For in hope we were saved… - Romans 8:24

            Light the first candle – the candle of hope.

There is a scene near the end of Return of the King, the third in J.R.R. Tolkien’s Lord of the Ring series. Samwise Gamgee, the traveling companion, friend, and person charged with taking care of Frodo Baggins, encounters the great wizard, Gandalf.  Gandalf, who had though Samwise dead, asks a simple, yet profound question: “Is everything sad going to come untrue?”

Within this question, we find one of the main messages of Advent. We have a real, tangible hope, and we long for the coming of our King who will come and make all things new. Pain, confusion, sadness, even sickness and this pandemic – all things will be made new.

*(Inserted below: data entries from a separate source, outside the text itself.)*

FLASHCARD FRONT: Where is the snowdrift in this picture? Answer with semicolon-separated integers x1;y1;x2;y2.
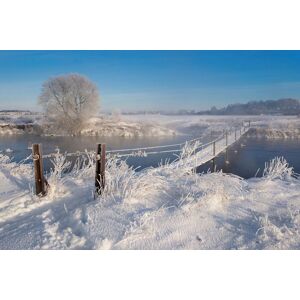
0;148;300;249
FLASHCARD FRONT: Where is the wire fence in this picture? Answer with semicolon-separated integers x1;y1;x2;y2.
39;124;249;162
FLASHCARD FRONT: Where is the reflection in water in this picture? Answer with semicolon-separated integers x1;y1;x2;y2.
197;138;300;178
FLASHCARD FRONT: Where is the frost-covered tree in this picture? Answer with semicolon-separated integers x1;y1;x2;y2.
39;74;100;135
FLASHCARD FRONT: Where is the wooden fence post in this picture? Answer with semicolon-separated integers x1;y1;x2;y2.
226;130;228;147
95;144;106;195
32;144;46;197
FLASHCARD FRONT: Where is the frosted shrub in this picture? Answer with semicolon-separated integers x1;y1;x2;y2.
263;157;294;179
103;156;137;200
0;153;10;165
48;149;71;197
71;150;95;178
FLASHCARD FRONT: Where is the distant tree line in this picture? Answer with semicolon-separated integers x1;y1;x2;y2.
196;98;300;115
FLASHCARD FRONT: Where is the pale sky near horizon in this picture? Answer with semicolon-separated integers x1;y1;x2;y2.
0;51;300;111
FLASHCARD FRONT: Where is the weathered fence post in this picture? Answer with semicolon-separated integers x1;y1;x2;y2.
226;130;228;147
95;144;106;195
32;144;46;196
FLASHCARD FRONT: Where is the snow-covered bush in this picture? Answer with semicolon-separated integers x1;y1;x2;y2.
263;157;294;180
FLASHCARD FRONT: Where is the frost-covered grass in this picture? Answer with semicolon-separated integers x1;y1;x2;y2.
0;140;300;249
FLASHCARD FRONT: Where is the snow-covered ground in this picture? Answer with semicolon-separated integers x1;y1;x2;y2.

We do not take this great hope as a way to undervalue the life that we have now, but is can help us to have a greater context. Our hopes and expectations anchor us in a greater reality that is both transforming and transcending. Current pain or hardship doesn’t become less real, or less important; rather, because of the great hope we have in Christ it becomes finite, whereas eternity is infinite. We know that no matter what we face in this world, it will at some point “come untrue.”

Paul anchors the believers in the church of Rome in this certainty of hope. They are called to wait for the King who will make good on His primes. The end of the current age will come, everything sad will come untrue, but until then, we must trust in God and wait with great hope.

Advent has the potential to create in us a transforming anticipation because of the hope it offers for something better. Because Jesus came, we can walk through the difficulty of life with a very real hope. A hope that Christ will come again. A hope that one day, we will no longer have a need for hope because on that day we will stand face-to-face with the One in whom we have placed our hope.

May we seek the hope of Christ’s coming as the child of heaven, as the savior of our souls, as the King who will return to us one day.